Nel secolo successivo in un registro (4) dell’ Hosteria granda di Tirano -  il più qualificato esercizio alberghiero della Valtellina dell'epoca – in data 1629 e 1671 si rinvengono annotazioni relative alla vendita di alcune forme di "formaggio Val del Bitt". Vengono riportati i prezzi di acquisto di alcuni formaggi e quello "Val di Bitt", venduto a 11-13 lire il peso,  è superiore anche al "formaggio grasso tedesco" (venduto a 9 lire il peso) mentre il "formaggio grasso" valtellinese era venduto a sole 5 lire il peso. Probabilmente il "valtellinese" era un formaggio dell'ultima stagione di alpeggio, poco adatto alla lunga stagionatura mentre il Val del Bitt sarà stato un formaggio di 2-3 anni. Dopo secoli le cose non sono cambiate. Infatti, fino al 1993, il "formaggio grasso della Valtellina" ha continuato ad essere chiamato così (vedi il marchio della Camera di Commercio). Con il riconoscimento della dop, miracolosamente, il "formaggio grasso Valtellina" che solo sino a due anni prima non poteva essere marchiato "Bitto" è stato promosso a Bitto da quelle stesse istituzioni che "certificavano" che il Bitto doveva essere prodotto solo negli alpeggi della comunità montana di Morbegno (e non in Valchiavenna, né in alta Valtellina, né nella comunità montana di Tirano e neppure in quella di Sondrio).

 

 

Un vero miracolo della politica perché la Dop presuppone una produzione attestata da almeno 25 anni. Nel caso del Bitto la "storicità" della produzione del Bitto in Valchiavenna, in alta Valtellina, nella comunità montana di Tirano e in quella di Sondrio... è stata limitata a due anni). Nessuno ha contestato, nessuno ha obiettato, la regione ha accettato, il ministero anche, l'Europa pure. Cosa certificano Regione, Ministero, Europa?
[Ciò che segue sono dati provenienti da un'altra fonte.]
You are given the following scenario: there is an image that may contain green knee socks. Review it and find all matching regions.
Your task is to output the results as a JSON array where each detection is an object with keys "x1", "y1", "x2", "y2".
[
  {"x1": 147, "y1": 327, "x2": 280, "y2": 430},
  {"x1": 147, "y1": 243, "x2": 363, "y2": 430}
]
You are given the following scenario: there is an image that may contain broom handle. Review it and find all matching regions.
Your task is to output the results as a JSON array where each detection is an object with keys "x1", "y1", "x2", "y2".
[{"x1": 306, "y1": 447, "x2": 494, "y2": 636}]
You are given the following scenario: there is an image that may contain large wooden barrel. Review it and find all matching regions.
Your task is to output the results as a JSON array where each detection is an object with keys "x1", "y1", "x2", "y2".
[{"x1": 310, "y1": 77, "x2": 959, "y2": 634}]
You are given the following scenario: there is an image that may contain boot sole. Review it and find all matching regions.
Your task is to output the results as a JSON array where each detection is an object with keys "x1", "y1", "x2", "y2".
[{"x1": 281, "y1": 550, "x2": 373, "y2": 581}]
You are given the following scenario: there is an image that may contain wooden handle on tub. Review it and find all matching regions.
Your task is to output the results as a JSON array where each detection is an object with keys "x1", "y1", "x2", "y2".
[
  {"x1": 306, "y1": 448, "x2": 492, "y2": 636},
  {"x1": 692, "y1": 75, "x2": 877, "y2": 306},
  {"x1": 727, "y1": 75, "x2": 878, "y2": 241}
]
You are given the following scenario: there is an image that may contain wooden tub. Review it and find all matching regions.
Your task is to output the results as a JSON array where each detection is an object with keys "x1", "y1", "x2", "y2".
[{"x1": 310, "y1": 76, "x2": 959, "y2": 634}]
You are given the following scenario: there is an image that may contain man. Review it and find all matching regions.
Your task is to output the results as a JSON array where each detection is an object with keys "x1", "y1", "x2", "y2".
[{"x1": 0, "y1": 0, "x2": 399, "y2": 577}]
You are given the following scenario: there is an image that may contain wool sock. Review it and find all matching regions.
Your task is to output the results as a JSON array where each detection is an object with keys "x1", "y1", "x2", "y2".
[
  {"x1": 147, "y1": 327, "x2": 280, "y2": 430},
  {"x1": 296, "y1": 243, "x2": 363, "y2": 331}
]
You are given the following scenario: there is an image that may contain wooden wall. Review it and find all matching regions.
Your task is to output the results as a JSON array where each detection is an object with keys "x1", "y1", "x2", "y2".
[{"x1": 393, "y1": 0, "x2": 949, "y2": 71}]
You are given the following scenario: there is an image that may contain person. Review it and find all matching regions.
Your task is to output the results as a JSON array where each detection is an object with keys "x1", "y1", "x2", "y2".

 Al formaggio storico della Val del Bitt basta e avanza il certificato di denominazione attribuito dalla storia, un certificato che vale infinitamente di più delle certificazioni burocratiche dove la politica può capovolgere la verità.

 

Note

(1) F. PRANDI (2014) “Fritole e trutalia”: che cosa si mangiava nella media Valtellina nel Seicento, in Bollettino della Società Storica Valtellinese n. 67, p. 236. Riferimento: ASSo, Notarile, n. 774, Paolo Ferrari, sabato 5 luglio 1550.

 

(2) O. LANDO (1553)  Commentario delle piu notabili, & mostruose cose d'Italia, & altri luoghi: di lingua Aramea in italiana tradotto. Con vn breue catalogo de gli inuentori delle cose che cose che si mangiano et beueno, nouamente ritrovato, Cesano Bartolomeo, Venezia, p. 7.

(3)  G. DA PRADA (1955) Il Bitto e il Sassella nel secolo XVI, in Elzeviri di toppa, 1955, pp. 23-24; ASSo, Notarile, Bartolomeo Malacrida, vol. 1677, ff. 252-253.

(4) D. ZOIA (1996) L' "Hostaria granda" di Tirano : Approvvigionamenti, arredi e servizi di un albergo nel secolo XVII  in: Bollettino della Società storica valtellinese, n. 49 :143-174.